En 2025, plus de 90 % des nouveaux LLM reposent sur des transformeurs, selon des rapports d’OpenAI et Anthropic.
Avantages et limites des transformers
Pourquoi les transformeurs dominent-ils dans le fonctionnement des LLM ?
- Parallélisation : Traitement simultané sur GPU, réduisant les temps d’entraînement de jours à heures.
- Gestion des dépendances longues : Pas de perte d’information sur des textes de milliers de mots.
- Scalabilité : Facile à agrandir, comme avec des milliards de paramètres dans GPT-4.
Mais ils ont des limites : ils consomment beaucoup d’énergie (un entraînement peut coûter des millions d’euros) et nécessitent des données massives. En 2026, des recherches se concentrent sur des versions plus efficaces, comme les transformeurs sparsifiés.

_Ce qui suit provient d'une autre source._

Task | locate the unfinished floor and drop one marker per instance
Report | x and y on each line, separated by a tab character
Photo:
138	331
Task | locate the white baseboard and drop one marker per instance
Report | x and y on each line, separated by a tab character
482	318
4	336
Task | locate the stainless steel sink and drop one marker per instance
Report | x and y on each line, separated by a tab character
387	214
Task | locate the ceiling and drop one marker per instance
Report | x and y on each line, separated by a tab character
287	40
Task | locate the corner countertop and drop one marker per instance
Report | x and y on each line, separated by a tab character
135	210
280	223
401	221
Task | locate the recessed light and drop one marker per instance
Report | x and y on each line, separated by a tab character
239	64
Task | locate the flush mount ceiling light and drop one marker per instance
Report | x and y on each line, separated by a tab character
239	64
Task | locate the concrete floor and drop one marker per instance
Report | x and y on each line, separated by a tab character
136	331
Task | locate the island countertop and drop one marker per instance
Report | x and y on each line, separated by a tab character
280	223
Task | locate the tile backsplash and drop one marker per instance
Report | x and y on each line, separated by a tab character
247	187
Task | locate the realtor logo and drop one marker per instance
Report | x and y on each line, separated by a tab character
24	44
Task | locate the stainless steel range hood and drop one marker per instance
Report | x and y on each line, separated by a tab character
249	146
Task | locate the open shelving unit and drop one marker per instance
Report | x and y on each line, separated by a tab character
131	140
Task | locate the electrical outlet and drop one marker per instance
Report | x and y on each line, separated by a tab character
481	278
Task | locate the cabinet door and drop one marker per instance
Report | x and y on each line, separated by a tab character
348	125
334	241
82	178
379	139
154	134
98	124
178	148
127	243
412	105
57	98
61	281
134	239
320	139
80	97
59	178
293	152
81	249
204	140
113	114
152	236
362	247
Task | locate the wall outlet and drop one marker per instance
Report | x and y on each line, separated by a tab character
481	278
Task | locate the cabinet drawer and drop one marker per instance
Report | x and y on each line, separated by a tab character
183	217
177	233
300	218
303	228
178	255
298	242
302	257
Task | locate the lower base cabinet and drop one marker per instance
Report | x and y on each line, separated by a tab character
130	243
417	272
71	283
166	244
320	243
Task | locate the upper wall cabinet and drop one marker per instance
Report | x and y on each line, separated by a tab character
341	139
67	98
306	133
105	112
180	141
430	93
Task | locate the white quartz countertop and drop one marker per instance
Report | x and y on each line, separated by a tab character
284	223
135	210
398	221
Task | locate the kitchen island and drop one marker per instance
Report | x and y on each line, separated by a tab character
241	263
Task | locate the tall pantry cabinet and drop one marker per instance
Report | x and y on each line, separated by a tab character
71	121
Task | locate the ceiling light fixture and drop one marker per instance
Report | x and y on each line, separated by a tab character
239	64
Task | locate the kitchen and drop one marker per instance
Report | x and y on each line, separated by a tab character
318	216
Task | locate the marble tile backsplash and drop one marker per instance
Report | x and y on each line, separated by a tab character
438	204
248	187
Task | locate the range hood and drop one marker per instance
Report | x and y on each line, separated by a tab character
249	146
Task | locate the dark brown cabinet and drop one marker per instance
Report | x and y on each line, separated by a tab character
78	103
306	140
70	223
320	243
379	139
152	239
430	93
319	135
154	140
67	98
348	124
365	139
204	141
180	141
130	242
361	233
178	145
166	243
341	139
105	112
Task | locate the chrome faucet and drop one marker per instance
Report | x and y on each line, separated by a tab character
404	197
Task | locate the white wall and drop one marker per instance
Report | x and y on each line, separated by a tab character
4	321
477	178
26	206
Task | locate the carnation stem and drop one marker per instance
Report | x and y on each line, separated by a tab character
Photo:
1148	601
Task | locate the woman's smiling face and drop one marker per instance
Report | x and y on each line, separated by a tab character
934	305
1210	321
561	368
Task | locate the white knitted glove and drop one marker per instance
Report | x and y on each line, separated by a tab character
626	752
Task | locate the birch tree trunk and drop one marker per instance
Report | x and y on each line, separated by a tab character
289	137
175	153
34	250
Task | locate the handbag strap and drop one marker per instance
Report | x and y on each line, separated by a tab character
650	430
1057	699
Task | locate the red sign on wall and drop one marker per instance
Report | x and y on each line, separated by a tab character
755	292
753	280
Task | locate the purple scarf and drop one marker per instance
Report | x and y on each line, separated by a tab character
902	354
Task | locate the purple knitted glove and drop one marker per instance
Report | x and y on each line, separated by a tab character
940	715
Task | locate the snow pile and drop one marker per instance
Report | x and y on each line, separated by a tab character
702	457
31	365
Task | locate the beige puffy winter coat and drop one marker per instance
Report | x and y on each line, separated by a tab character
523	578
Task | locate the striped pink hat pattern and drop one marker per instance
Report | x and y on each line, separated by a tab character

C’est également pour cela que des SLM (Small Language Model) se développent.
Les transformeurs représentent le fondement des LLM modernes, transformant des séquences de données en sorties intelligentes via l’attention et une architecture encoder-decoder. De leurs origines en 2017 à leurs applications dans GPT, Claude ou Gemini, ils ont démocratisé l’IA pour les entrepreneurs et le grand public. Si vous voulez intégrer ces technologies dans votre business, commencez par tester un LLM gratuit.